Filme é produzido por empresa dos Estados Unidos
De acordo com o site da Go Up Entertainment, a produtora tem sede na Califórnia, Estados Unidos. O longa é falado em inglês e dirigido pelo norte-americano Cyrus Nowrasteh, que também assina o roteiro ao lado de Mark Nowrasteh e do deputado federal Mário Frias (PL-SP).
A Ancine informou que realizou duas tentativas de contato com a produtora para solicitar esclarecimentos, mas não obteve resposta. Agora, a empresa poderá apresentar defesa no processo administrativo. Caso a irregularidade seja confirmada, a multa pode variar entre R$ 2 mil e R$ 100 mil.
Filme foi citado em investigação sobre financiamento
O filme "Dark Horse" ganhou repercussão em maio deste ano, após reportagem do Intercept Brasil revelar trocas de mensagens entre o candidato à Presidência Flávio Bolsonaro (PL-RJ) e o ex-banqueiro Daniel Vorcaro, proprietário do Banco Master, sobre um aporte de cerca de R$ 134 milhões para financiar a produção.
No mesmo período, Karina Gama Ferreira, proprietária da Go Up Entertainment, passou a ser investigada pela Polícia Civil de São Paulo em um inquérito que apura supostas fraudes na licitação do programa WiFi Livre SP, da Prefeitura de São Paulo.
A produtora Go Up Entertainment, que afirmou ainda não ter recebido nenhuma notificação formal da Ancine. A empresa também destacou que mesmo sem ser notificada, já procurou o órgão para "atualizar seus canais oficiais de comunicação e solicitar esclarecimentos".
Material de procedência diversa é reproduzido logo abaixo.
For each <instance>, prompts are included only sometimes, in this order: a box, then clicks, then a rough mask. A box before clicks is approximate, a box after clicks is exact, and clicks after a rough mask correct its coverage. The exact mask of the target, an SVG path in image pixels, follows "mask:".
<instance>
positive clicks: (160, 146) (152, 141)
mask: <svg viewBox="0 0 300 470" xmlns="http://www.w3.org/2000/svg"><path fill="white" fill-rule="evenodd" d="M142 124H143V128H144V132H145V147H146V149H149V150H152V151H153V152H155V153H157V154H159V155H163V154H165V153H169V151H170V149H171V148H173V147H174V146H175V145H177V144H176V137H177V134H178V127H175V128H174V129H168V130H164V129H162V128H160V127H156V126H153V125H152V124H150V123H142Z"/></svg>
Leia a íntegra da nota da Ancine:
A ANCINE esclarece sobre a existência de processo administrativo em desfavor da empresa Go Up Entertainment, tendo em vista a apresentação de denúncia dando conta da produção, em território brasileiro, de obra audiovisual estrangeira sem a prévia comunicação à Agência.
Nos casos de obras estrangeiras filmadas no Brasil, é preciso que a ANCINE seja comunicada. Situação que não ocorreu no caso do filme “Dark Horse”.
Após duas tentativas frustradas de contato com a produtora para esclarecimentos, houve a lavratura do auto de infração, abrindo-se prazo para defesa e apresentação de recursos.
Por se tratar de processo em curso, a ANCINE não antecipa conclusões sobre o mérito do mesmo. Os resultados da apuração serão divulgados publicamente assim que concluídos (os processos sancionadores são de acesso restrito) e, se identificadas irregularidades, a ANCINE adotará as medidas cabíveis previstas em lei.
A Agência reafirma seu compromisso com a transparência e com a regularidade do setor audiovisual brasileiro.
Leia a íntegra da nota da Go Up Entertainment:
A Go Up Entertainment esclarece que, até o presente momento, não recebeu qualquer notificação formal da Ancine a respeito de eventual processo administrativo relacionado às gravações mencionadas.
Assim que tomou conhecimento da informação, a empresa entrou em contato com o órgão para atualizar seus canais oficiais de comunicação e solicitar esclarecimentos. A produtora permanece à disposição das autoridades competentes e, caso seja formalmente comunicada, analisará o teor da eventual notificação e apresentará os esclarecimentos cabíveis.